Sudan says accepts south secession vote: Vice President

KHARTOUM (Reuters) – Sudan's vice president said on Monday he accepted the oil-producing south's split after the first official results showed a 99 percent vote for independence in a referendum hoping to end a bitter cycle of civil war.

The January 9 vote culminated a 2005 north-south peace deal, which aims to put an end to the conflict which claimed 2 million lives and destabilized much of east Africa. The south will likely celebrate independence on July 9.

"We announce our agreement and our acceptance of the result of the referendum announced yesterday," Vice President Ali Osman Mohamed Taha told reporters in the north's first reaction since the results.

"We wish our brothers in the south good luck and a fruitful future in organizing the issues surrounding the new country."

The comments end speculation that hard-line elements in the Khartoum government would delay recognition of the referendum to garner leverage ahead of talks on how to divide the country's assets and liabilities.

Taha negotiated the 2005 accord with southern rebel leader John Garang who died three weeks after taking office in the coalition government formed under the deal.

The south is now looking to the international community to recognize its independence, which will likely happen once the final results are confirmed next month.

"We expect this outcome to be confirmed by members of the international community," South Sudan's President Salva Kiir said at an African Union summit in Addis Ababa.

"We have no interest in returning to the bitterness and divisions of the past. We desire the democratic transformation of Sudan.

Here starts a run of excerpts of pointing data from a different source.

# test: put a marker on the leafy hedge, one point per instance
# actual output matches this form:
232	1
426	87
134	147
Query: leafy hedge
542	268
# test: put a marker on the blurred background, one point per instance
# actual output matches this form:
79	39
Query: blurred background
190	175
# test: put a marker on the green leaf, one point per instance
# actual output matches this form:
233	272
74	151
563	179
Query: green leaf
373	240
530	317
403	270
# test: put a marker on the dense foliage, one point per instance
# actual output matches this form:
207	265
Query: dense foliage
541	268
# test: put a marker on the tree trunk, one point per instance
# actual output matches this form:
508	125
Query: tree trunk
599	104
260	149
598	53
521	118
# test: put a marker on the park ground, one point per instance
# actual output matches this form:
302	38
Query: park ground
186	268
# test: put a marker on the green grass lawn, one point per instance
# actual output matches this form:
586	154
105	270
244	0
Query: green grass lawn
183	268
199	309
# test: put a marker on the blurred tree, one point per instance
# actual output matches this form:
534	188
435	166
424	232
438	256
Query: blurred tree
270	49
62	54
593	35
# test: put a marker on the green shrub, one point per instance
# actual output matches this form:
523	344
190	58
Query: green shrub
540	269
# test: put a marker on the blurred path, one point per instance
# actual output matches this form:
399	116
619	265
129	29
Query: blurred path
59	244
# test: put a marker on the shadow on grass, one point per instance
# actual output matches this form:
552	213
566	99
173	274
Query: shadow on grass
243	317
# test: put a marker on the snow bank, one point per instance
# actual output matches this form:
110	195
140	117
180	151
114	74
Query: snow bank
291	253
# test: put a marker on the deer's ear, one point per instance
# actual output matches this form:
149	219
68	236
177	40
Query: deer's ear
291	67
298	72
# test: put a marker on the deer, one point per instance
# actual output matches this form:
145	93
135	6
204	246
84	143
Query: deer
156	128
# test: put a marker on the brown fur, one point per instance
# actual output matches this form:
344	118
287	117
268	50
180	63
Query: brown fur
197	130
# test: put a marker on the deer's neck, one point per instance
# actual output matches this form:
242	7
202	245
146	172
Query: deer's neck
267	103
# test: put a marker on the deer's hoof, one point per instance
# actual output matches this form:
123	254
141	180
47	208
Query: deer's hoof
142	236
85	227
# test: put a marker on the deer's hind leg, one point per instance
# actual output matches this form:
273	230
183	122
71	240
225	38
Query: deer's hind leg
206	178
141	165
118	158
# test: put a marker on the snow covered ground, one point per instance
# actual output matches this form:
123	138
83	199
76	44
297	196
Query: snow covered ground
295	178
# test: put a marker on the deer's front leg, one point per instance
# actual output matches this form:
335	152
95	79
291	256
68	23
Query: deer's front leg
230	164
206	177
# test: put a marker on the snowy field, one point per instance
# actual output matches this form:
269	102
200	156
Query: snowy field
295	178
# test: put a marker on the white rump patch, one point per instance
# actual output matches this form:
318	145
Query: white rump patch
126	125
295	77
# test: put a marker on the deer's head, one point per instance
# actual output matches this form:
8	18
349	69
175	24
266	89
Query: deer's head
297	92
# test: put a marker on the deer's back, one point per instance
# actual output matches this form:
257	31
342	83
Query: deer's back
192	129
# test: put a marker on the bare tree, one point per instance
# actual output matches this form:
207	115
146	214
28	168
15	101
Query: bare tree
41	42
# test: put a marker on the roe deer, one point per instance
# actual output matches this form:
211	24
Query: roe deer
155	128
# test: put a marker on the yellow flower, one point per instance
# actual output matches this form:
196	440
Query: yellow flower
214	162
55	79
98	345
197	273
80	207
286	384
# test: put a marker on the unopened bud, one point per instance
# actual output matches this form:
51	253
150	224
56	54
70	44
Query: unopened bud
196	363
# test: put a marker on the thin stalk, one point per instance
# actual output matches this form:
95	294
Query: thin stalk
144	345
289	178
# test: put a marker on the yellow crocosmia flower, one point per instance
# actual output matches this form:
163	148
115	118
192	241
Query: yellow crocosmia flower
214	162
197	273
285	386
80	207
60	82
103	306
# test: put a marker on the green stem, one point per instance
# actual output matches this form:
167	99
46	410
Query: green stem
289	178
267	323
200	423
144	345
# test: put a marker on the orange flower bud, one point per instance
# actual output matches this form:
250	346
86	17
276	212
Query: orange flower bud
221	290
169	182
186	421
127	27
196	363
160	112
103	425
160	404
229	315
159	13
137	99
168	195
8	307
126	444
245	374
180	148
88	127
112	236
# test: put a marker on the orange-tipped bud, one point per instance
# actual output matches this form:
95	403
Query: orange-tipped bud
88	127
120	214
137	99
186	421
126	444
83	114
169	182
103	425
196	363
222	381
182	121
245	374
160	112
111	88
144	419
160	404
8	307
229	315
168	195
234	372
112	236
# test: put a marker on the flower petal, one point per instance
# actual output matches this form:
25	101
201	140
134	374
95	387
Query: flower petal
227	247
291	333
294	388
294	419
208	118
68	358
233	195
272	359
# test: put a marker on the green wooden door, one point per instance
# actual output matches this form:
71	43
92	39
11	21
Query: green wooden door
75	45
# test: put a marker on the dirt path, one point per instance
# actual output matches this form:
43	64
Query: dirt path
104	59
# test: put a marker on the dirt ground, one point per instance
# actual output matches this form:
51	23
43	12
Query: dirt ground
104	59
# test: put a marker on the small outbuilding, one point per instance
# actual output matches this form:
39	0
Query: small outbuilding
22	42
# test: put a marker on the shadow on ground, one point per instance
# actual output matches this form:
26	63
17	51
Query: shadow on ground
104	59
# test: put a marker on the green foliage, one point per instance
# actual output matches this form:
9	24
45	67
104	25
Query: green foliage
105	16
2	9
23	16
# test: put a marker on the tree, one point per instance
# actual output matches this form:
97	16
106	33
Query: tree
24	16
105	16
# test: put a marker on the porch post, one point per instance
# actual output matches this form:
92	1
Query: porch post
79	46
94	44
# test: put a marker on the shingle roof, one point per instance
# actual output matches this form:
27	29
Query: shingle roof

Today the ballot box has triumphed over the bullet."

Observers have urged the north and south to resolve outstanding disputes over the border -- along which much of the country's oil wealth lies -- and the status of the central Abyei region claimed by both.

Both Taha and Kiir said Monday they were ready to engage. "Resolution of all outstanding issues is essential to maintaining stability and progress throughout Sudan and the region," Kiir said, offering reassurances to northern nomads that they will maintain grazing rights in the south post- secession.

Sudan's civil war was fueled by differences over oil, ethnicity, religion and ideology.